This Is Your Mind on Standard Time
How Congress screwed up Election Day and some good stuff in the reconciliation bill.
My latest, for the New Republic:
Sen. Joe Manchin (D.-W.Va.) has for three months been negotiating the $1.75 trillion reconciliation bill, formerly known as the $3 trillion reconciliation bill and before that the $6 trillion reconciliation bill. He gave a press conference Monday saying he still didn’t know whether he supported the bill. For fuck’s sake, he practically wrote the bill, whose text you can read here (more readable section-by-section summary here). But Manchin still doesn’t know whether he supports it. Neither does Sen. Kyrsten Sinema (D.-Az.).

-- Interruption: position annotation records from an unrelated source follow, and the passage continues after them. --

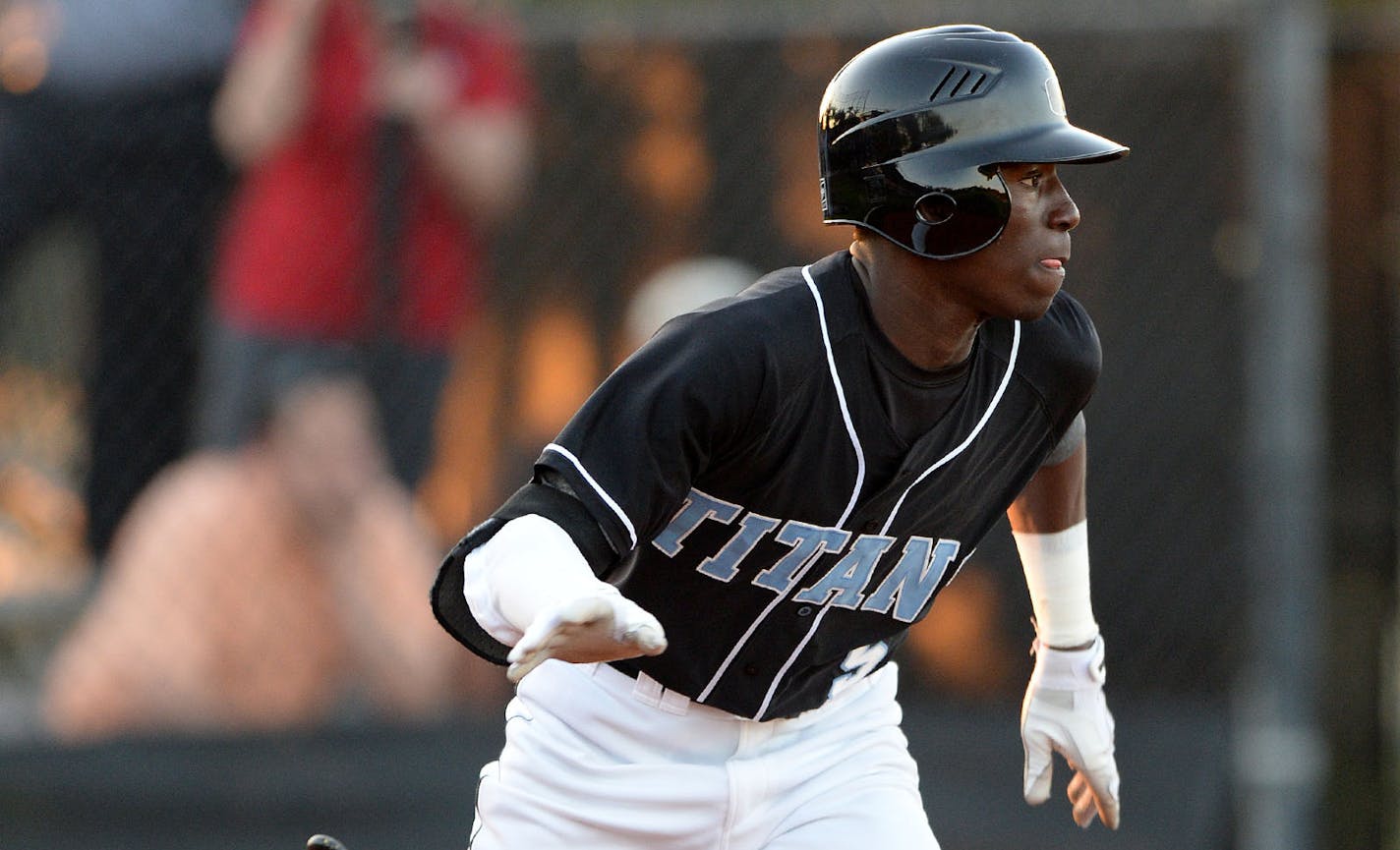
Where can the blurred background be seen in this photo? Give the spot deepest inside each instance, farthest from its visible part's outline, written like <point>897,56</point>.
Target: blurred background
<point>291,293</point>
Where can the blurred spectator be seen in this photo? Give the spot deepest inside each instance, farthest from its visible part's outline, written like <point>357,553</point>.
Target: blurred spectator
<point>279,586</point>
<point>379,142</point>
<point>675,289</point>
<point>104,118</point>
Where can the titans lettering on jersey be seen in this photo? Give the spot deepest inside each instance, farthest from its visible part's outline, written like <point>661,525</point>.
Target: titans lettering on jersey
<point>904,592</point>
<point>758,497</point>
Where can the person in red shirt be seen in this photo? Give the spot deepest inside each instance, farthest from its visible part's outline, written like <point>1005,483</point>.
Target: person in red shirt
<point>379,142</point>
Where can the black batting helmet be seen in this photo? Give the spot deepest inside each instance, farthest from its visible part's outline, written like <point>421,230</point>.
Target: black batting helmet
<point>913,128</point>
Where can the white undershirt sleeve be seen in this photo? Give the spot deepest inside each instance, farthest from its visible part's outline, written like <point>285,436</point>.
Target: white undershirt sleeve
<point>1057,576</point>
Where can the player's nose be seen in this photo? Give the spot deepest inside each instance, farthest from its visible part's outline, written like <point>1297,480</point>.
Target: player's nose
<point>1064,213</point>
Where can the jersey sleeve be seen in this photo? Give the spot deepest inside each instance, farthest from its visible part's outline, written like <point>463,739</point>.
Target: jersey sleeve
<point>685,398</point>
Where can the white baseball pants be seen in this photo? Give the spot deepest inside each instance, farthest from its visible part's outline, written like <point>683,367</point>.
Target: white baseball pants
<point>598,761</point>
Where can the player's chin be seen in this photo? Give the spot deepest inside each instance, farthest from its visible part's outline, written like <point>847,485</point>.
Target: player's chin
<point>1037,299</point>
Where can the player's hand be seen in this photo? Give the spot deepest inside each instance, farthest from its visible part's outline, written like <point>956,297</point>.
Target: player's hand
<point>601,628</point>
<point>1064,713</point>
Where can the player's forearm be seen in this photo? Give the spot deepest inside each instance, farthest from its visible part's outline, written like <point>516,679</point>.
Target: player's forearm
<point>1050,528</point>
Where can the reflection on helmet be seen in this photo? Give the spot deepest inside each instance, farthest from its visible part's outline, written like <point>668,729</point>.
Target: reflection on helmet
<point>924,118</point>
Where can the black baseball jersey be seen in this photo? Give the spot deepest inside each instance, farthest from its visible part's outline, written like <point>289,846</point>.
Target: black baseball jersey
<point>758,499</point>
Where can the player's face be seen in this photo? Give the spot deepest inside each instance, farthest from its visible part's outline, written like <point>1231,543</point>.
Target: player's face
<point>1020,273</point>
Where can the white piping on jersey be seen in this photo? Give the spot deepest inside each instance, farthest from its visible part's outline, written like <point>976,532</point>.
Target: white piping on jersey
<point>850,506</point>
<point>816,621</point>
<point>996,399</point>
<point>841,398</point>
<point>597,487</point>
<point>811,632</point>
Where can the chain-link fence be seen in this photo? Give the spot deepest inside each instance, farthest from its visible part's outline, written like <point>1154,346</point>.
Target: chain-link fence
<point>695,139</point>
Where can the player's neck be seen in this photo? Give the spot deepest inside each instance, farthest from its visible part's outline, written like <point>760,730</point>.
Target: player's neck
<point>930,331</point>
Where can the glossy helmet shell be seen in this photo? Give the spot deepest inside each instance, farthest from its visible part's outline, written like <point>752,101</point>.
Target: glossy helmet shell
<point>913,129</point>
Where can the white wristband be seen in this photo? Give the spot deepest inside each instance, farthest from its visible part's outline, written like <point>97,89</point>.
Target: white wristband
<point>529,565</point>
<point>1057,576</point>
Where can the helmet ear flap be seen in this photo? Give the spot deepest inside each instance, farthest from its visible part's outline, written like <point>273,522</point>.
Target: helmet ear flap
<point>935,207</point>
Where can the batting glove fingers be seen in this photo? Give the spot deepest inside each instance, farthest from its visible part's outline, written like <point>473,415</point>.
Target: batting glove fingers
<point>598,628</point>
<point>1064,711</point>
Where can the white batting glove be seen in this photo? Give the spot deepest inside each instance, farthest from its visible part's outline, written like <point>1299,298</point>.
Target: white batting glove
<point>1066,713</point>
<point>597,628</point>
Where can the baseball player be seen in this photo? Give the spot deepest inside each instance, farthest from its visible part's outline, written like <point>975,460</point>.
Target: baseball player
<point>699,592</point>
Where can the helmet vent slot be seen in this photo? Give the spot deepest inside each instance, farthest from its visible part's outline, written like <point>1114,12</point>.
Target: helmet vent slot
<point>961,82</point>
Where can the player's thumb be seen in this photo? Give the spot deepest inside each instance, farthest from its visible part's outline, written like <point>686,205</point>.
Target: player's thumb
<point>639,628</point>
<point>1037,769</point>
<point>1105,783</point>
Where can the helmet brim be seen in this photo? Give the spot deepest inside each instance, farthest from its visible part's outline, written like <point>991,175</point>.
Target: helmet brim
<point>1057,143</point>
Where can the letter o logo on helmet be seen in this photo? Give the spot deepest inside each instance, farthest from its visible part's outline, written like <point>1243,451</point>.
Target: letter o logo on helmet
<point>913,131</point>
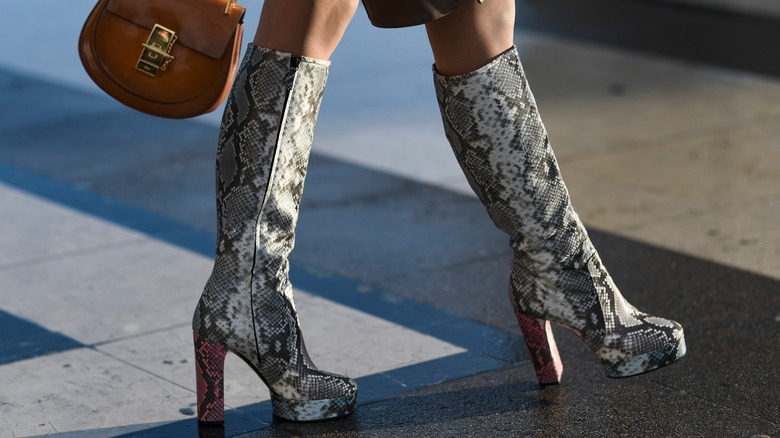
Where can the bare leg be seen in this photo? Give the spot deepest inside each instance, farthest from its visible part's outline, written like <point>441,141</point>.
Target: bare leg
<point>311,28</point>
<point>471,36</point>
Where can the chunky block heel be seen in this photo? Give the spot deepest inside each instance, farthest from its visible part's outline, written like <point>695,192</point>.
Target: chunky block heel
<point>210,377</point>
<point>544,352</point>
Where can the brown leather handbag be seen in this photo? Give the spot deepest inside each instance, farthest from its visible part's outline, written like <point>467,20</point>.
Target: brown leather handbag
<point>167,58</point>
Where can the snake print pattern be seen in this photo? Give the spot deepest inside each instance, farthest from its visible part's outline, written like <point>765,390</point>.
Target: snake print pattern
<point>262,158</point>
<point>492,122</point>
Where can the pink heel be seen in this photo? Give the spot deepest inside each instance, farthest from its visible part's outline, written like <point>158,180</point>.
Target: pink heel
<point>544,353</point>
<point>210,376</point>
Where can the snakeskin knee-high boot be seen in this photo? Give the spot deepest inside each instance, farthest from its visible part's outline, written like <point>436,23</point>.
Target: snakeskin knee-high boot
<point>491,120</point>
<point>247,306</point>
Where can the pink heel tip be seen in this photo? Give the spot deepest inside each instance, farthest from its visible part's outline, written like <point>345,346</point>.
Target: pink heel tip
<point>209,371</point>
<point>544,352</point>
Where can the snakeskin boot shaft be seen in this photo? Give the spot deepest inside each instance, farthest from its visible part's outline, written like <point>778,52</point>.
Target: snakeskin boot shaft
<point>493,125</point>
<point>262,159</point>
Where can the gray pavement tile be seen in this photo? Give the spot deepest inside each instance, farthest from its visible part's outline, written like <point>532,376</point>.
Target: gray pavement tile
<point>83,391</point>
<point>509,403</point>
<point>100,296</point>
<point>475,289</point>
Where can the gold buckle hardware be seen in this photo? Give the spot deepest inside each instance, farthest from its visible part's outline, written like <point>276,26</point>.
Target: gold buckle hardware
<point>156,54</point>
<point>229,6</point>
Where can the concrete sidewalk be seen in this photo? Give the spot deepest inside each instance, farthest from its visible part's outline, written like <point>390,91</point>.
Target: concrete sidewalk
<point>106,242</point>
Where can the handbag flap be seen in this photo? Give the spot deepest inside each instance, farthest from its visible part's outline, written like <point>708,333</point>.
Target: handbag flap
<point>201,25</point>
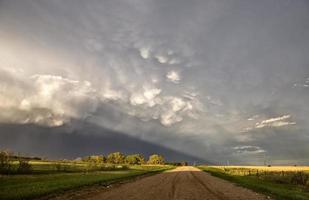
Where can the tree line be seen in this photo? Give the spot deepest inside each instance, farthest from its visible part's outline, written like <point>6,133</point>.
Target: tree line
<point>120,158</point>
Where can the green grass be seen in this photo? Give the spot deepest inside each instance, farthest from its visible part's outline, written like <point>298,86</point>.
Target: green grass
<point>15,187</point>
<point>275,190</point>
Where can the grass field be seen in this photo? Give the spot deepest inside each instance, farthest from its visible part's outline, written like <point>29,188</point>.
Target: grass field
<point>13,187</point>
<point>282,183</point>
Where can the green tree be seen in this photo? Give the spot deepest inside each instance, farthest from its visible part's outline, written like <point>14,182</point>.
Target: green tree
<point>156,159</point>
<point>5,162</point>
<point>116,158</point>
<point>135,159</point>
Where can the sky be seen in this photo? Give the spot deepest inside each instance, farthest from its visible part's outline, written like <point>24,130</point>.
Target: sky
<point>221,80</point>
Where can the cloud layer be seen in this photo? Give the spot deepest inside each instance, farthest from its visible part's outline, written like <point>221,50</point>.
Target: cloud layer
<point>209,78</point>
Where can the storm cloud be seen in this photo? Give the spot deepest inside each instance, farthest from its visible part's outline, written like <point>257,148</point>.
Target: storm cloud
<point>219,80</point>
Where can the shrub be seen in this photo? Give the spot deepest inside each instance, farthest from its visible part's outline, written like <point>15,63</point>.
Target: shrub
<point>116,158</point>
<point>135,159</point>
<point>156,159</point>
<point>24,167</point>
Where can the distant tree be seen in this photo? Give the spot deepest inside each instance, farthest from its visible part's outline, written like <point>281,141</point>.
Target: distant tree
<point>95,159</point>
<point>4,162</point>
<point>135,159</point>
<point>24,166</point>
<point>116,158</point>
<point>156,159</point>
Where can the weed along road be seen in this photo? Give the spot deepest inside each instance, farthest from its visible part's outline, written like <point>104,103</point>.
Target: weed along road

Anyway, on Monday I wrote that there’s a really good part of the Protecting the Right to Organize (PRO) Act buried in the House bill that Manchin hasn’t objected to, and probably won’t because he’s endorsed the PRO Act. Sinema may object to it, because she comes from an anti-union state, but I can remain silent only so long. The PRO Act fragment in the reconciliation bill would allow the National Labor Relations Board for the first time to level civil penalties against companies that violate labor law. The penalties would be up to $100,000 per violation. In my Monday New Republic piece, I explained why this is a big deal.
In 2005, Congress moved the start of Standard Time forward one week, from the last Sunday in October to the first Sunday in November, to appease candy manufacturers who wanted one more hour of daylight on Halloween. This extra week of Daylight Savings Time started in 2007. In most years (though not this one) that means Election Day falls two days after your circadian rhythms have been messed with. An interesting theory could be developed that this contributed to the derangement of the American electorate as revealed by Donald Trump’s election in 2016. An interesting theory that actually has been developed is that the Daylight Savings change has depressed voter turnout. I wrote about this on Tuesday.